Os eleitores votam em dois boletins: um para escolher um candidato no seu círculo eleitoral (num total de 106 círculos uninominais) e outro para uma lista nacional de partido. O parlamento tem 199 lugares: 106 são atribuídos diretamente aos vencedores em cada círculo (quem tiver mais votos ganha), enquanto os restantes 93 são distribuídos proporcionalmente com base nas listas nacionais. Contudo, este cálculo é tudo menos simples, inclui não só os votos nas listas, mas também votos “desperdiçados” de candidatos derrotados nos círculos e até votos excedentários de candidatos vencedores, um mecanismo introduzido em 2011 que tende a favorecer o partido mais forte e introduz um efeito próximo de “o vencedor leva tudo”. Além disso, apenas partidos com pelo menos 5% dos votos entram nesta distribuição.
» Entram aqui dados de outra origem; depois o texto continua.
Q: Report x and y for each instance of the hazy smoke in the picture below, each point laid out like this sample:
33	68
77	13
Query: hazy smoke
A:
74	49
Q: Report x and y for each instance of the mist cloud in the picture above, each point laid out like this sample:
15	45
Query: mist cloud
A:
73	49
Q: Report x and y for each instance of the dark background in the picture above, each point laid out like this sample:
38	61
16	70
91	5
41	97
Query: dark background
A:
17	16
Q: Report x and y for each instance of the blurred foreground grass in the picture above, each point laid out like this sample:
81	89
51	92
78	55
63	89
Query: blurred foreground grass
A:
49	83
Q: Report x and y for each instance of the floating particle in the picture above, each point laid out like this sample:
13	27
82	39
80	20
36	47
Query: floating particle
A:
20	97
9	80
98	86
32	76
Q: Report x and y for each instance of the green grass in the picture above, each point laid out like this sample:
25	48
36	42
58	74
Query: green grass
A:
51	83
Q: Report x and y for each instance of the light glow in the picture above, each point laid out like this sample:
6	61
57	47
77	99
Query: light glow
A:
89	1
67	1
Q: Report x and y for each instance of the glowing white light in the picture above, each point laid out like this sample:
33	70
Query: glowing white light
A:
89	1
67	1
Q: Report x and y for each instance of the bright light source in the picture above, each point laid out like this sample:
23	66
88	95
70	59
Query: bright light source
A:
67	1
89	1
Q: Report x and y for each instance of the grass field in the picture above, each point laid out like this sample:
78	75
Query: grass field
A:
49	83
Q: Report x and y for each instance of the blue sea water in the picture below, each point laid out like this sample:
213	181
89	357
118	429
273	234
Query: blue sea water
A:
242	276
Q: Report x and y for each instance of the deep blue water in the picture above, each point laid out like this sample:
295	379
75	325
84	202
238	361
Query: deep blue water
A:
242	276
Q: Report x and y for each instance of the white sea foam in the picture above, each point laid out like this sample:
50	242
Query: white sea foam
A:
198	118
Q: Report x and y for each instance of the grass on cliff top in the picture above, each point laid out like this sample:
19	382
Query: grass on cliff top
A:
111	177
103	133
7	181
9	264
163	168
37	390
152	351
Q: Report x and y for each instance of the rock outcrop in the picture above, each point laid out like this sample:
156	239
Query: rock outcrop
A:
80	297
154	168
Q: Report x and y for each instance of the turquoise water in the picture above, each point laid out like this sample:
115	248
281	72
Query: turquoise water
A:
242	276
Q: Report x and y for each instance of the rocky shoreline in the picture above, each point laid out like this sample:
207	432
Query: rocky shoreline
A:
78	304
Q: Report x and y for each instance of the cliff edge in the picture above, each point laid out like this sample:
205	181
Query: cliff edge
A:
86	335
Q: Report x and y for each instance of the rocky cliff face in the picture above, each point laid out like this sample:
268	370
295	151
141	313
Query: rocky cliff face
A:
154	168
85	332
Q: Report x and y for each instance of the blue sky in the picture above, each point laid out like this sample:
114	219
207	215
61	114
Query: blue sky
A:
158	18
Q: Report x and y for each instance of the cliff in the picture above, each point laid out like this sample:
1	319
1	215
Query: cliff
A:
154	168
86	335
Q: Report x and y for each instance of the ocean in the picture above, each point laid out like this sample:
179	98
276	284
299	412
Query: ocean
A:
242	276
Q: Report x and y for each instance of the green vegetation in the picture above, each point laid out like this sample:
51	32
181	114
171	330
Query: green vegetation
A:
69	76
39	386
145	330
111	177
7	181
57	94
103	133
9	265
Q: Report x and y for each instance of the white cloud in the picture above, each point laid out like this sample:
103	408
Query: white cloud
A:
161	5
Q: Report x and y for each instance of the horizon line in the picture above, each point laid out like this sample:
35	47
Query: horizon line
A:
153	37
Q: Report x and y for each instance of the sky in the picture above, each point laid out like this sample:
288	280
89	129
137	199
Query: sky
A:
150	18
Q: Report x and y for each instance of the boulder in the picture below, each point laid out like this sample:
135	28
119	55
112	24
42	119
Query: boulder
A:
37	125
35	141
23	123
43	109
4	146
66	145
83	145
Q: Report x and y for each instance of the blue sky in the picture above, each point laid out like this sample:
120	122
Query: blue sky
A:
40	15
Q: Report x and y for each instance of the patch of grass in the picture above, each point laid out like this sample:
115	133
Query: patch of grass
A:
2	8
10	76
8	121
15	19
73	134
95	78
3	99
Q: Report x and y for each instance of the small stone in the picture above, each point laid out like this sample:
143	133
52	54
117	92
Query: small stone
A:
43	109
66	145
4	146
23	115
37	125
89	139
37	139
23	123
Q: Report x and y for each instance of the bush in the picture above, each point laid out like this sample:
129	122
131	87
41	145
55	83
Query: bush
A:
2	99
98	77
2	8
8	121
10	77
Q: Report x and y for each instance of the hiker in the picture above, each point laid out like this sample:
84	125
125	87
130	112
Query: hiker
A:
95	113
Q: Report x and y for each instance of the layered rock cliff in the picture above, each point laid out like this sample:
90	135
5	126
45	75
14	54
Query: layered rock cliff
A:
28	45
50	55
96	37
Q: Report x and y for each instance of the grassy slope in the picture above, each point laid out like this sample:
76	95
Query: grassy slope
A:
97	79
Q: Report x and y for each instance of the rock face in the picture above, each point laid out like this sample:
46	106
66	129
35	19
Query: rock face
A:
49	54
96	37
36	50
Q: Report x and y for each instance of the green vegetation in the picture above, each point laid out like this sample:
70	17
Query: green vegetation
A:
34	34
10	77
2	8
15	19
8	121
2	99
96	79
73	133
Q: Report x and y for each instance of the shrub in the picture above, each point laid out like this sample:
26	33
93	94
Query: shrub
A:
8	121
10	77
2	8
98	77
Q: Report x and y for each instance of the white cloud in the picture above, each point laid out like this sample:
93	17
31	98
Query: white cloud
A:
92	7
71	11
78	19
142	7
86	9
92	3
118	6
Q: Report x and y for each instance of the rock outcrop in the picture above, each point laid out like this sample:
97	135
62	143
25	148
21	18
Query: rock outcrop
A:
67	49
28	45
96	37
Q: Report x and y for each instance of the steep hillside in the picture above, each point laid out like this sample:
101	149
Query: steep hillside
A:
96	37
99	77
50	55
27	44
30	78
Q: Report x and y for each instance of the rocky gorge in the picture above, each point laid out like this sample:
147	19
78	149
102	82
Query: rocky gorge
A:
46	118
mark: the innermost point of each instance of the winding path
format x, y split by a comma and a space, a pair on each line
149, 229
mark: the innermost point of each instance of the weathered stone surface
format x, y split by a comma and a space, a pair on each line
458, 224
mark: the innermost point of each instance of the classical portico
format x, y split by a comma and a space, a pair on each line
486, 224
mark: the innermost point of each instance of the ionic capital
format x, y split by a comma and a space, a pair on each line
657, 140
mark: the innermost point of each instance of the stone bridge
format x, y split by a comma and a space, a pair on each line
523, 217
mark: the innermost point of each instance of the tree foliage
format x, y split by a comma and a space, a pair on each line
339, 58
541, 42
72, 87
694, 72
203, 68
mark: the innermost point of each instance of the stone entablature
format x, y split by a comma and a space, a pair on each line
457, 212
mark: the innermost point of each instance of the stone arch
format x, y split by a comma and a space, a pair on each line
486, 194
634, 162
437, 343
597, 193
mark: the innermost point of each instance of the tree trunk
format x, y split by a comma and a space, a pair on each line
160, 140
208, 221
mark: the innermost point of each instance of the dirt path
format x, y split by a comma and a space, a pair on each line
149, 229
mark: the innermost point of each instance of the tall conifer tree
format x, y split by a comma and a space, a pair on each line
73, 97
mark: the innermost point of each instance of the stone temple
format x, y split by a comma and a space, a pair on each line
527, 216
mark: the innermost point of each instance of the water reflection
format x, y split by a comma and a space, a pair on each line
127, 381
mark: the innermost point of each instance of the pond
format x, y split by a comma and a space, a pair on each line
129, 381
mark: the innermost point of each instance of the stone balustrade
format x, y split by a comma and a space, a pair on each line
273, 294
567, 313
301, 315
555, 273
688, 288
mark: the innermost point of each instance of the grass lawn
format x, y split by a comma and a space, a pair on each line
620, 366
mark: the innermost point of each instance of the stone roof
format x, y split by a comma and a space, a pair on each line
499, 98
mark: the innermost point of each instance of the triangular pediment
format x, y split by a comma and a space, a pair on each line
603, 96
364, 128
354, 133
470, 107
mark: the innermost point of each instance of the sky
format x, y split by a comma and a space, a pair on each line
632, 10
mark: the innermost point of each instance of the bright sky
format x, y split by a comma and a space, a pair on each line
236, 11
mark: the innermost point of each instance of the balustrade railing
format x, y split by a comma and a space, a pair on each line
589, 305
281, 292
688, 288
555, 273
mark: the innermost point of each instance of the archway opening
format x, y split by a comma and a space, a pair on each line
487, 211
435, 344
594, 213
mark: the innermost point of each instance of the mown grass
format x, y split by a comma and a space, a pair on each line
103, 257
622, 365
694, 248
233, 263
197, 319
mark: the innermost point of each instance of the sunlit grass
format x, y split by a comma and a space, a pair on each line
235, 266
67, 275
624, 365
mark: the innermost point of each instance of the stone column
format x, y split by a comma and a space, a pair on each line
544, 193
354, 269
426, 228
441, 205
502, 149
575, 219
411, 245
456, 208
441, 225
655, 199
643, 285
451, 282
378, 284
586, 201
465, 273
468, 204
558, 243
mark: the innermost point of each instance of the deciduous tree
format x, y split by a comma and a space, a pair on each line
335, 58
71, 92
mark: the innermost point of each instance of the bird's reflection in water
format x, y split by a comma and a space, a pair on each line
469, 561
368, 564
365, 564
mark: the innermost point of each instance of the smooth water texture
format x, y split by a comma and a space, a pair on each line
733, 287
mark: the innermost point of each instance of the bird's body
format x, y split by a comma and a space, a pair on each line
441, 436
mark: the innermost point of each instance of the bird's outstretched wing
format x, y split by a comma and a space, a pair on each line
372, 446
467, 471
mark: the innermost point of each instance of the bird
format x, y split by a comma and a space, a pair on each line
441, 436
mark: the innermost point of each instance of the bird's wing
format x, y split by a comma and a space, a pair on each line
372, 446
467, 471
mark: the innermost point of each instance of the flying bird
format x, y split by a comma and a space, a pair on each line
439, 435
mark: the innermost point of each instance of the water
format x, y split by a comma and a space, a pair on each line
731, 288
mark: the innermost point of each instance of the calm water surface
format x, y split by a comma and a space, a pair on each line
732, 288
Outro fator que complica a leitura dos resultados é o desenho dos círculos eleitorais, que foi alterado ao longo dos anos e é frequentemente acusado de beneficiar o partido no poder. Isso significa que mesmo com menos votos totais, um partido pode conquistar mais mandatos.
A experiência de eleições anteriores reforça esta incerteza: em 2022, as sondagens apontavam para uma disputa equilibrada, mas o Fidesz acabou por obter cerca de 54% dos votos nas listas e uma maioria esmagadora de lugares (135 em 199), garantindo quase dois terços do parlamento.
A votação decorre entre as 6h e as 19h, sendo que quem estiver na fila à hora de fecho ainda pode votar. A contagem começa imediatamente depois, com resultados preliminares esperados a partir das 20h. No entanto, os resultados das listas nacionais podem oscilar durante a noite devido à complexidade dos cálculos, e os resultados finais podem demorar vários dias — até uma semana — a ser totalmente apurados.
O voto dos emigrantes pode voltar a ser decisivo. Os cidadãos húngaros a viver no estrangeiro podem votar por correio nas listas nacionais, e este voto tem favorecido fortemente Orbán: em eleições anteriores, mais de 90% destes votos foram para o Fidesz. Este ano, quase 500 mil pessoas registaram-se para votar por esta via, um número recorde, com muitos eleitores na Roménia e na Sérvia. Por outro lado, os cidadãos que vivem no estrangeiro mas mantêm residência na Hungria podem votar presencialmente em embaixadas ou consulados, um grupo que tende a apoiar mais a oposição.